In any action brought by a plan participant, beneficiary, or fiduciary under ERISA, “the court in its discretion may allow a reasonable attorney’s fee and costs of action to either party.”  29 U.S.C. § 1132(g) (1). In interpreting this statute, the Ninth Circuit has held that a prevailing plan participant, such as Dr. Connor, should “ordinarily recover an attorney’s fee unless special circumstances would render such an award unjust.” Smith v. CMTA-IAM Pension Trust, 746 F.2d 587, 589 (9th Cir. 1984) (internal quotations omitted).

 Connor, M.D. v. UNUM Life Insurance Company of America, et al. Case No. 4:19-cv-06552-YGR (7/26/2021)

This opinion offers a tidy overview of the elements of a successful motion for attorneys’ fees and costs. The opinion is attached below.

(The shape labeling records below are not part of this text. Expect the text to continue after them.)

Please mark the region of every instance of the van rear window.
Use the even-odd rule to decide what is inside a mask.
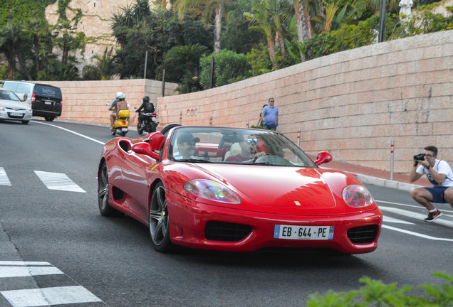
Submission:
[[[61,91],[59,88],[46,85],[36,85],[35,87],[35,95],[61,99]]]

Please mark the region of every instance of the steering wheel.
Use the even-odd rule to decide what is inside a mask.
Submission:
[[[257,158],[254,160],[254,163],[269,163],[271,165],[278,166],[290,166],[291,163],[284,158],[279,157],[278,156],[266,154]]]

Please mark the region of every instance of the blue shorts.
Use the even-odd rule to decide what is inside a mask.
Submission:
[[[449,187],[432,187],[425,188],[432,195],[432,202],[436,203],[445,203],[447,200],[444,198],[444,192]]]
[[[266,124],[265,122],[264,126],[266,126],[266,128],[267,128],[268,130],[275,130],[277,129],[276,124]]]

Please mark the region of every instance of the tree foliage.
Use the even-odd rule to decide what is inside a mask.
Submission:
[[[147,77],[160,79],[165,68],[166,80],[178,82],[182,77],[174,65],[165,66],[165,54],[172,47],[199,44],[212,45],[212,36],[200,21],[189,16],[182,21],[171,10],[150,11],[139,15],[135,6],[114,14],[112,29],[120,44],[117,50],[118,71],[122,78],[143,75],[148,52]]]
[[[202,75],[200,83],[204,89],[209,87],[211,58],[214,57],[214,85],[216,87],[239,81],[250,76],[250,65],[247,57],[241,53],[222,49],[219,53],[203,56],[200,60]]]

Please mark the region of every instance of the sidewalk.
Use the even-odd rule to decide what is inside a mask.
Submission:
[[[409,191],[412,188],[417,186],[432,186],[429,181],[425,177],[420,178],[415,183],[411,183],[409,181],[409,175],[394,173],[393,180],[390,180],[390,172],[335,161],[335,160],[332,160],[328,163],[322,164],[321,167],[323,168],[336,169],[356,175],[357,178],[362,183],[369,183],[397,190]]]

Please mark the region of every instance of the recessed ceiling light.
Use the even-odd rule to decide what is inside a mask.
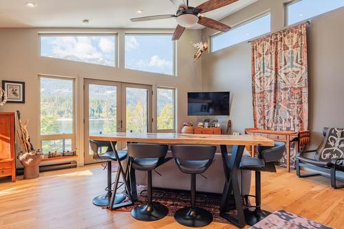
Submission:
[[[34,8],[35,7],[37,7],[37,3],[35,2],[27,2],[25,3],[25,5],[29,8]]]

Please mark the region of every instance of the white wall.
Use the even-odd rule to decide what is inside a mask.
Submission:
[[[186,93],[202,88],[201,61],[193,62],[193,53],[196,51],[192,43],[200,40],[200,30],[187,29],[177,45],[178,76],[169,76],[157,73],[125,69],[124,66],[125,32],[172,32],[171,30],[150,29],[36,29],[36,28],[1,28],[0,29],[0,80],[23,81],[25,82],[25,104],[6,104],[0,112],[15,112],[19,110],[23,119],[30,121],[28,130],[35,147],[39,147],[39,74],[72,77],[76,79],[77,132],[76,147],[79,165],[83,163],[83,79],[92,78],[129,83],[174,87],[178,91],[178,130],[182,122],[191,119],[187,117]],[[40,32],[116,32],[119,43],[119,67],[86,64],[65,60],[41,57],[39,55]],[[17,147],[17,152],[19,149]],[[18,163],[17,163],[18,165]]]
[[[259,0],[224,18],[230,26],[270,11],[272,32],[284,28],[284,0]],[[316,16],[308,27],[309,130],[312,147],[319,145],[323,127],[344,125],[344,8]],[[203,37],[216,32],[204,29]],[[233,131],[253,126],[250,44],[246,41],[208,53],[202,60],[206,91],[230,91]],[[222,123],[224,119],[222,118]]]

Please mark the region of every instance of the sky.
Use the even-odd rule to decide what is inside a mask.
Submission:
[[[288,5],[288,25],[344,6],[344,0],[302,0]],[[248,40],[270,32],[270,16],[268,14],[212,38],[212,51]]]
[[[288,6],[288,25],[344,6],[344,0],[302,0]]]
[[[171,35],[126,35],[125,68],[173,74]]]
[[[41,55],[116,66],[115,36],[41,36]]]
[[[215,36],[211,39],[212,51],[239,43],[269,33],[271,30],[270,15],[267,14],[257,20],[249,22],[226,33]]]
[[[171,35],[126,35],[125,68],[173,75]],[[116,66],[115,36],[42,36],[43,56]]]

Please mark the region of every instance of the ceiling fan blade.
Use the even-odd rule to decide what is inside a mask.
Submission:
[[[184,32],[184,30],[185,30],[185,27],[180,26],[180,25],[177,25],[177,27],[175,28],[175,30],[174,31],[173,36],[172,36],[172,40],[178,40],[181,36],[182,34]]]
[[[237,1],[238,0],[209,0],[196,7],[196,10],[201,10],[200,13],[205,13],[231,4]]]
[[[205,27],[211,29],[214,29],[224,32],[227,32],[231,29],[231,27],[228,26],[227,25],[205,16],[200,16],[199,19],[200,20],[198,21],[198,24],[204,25]]]
[[[181,7],[184,8],[186,8],[186,4],[185,3],[185,1],[184,0],[170,0],[172,3],[173,3],[174,5],[175,5],[178,9]]]
[[[175,18],[175,15],[162,14],[162,15],[141,16],[139,18],[131,19],[130,21],[131,21],[132,22],[136,22],[136,21],[151,21],[151,20],[167,19],[172,19],[172,18]]]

Three legal standards apply to this motion.

# 1. [T]he court must decide whether the moving party has “achieved some degree of success on the merits.” Simonia v. Glendale Nissan/Infiniti Disability Plan, 608 F.3d 1118, 1119 (9th Cir. 2010).

# 2 [ith respect to determining whether to exercise its discretion to award fees, a court is instructed to consider the following five factors, known as the Hummell factors: (i) the degree of the opposing party’s culpability or bad faith; (ii) the ability of the opposing party to satisfy an award of fees; (iii) whether an award of fees against the opposing party would deter others from acting under similar circumstances; (iv) whether the party requesting fees sought to benefit all participants and beneficiaries of an ERISA plan or to resolve a significant legal question regarding ERISA; and (v) the relative merits of the party’s positions. Hummell v. S.E. Rykoff & Co., 634 F.2d 446, 452 (9th Cir. 1980).

# 3 [T]he Court must assess the reasonableness of the requested fees. Hensley v. Eckerhart, 461 U.S. 424, 437 (1983).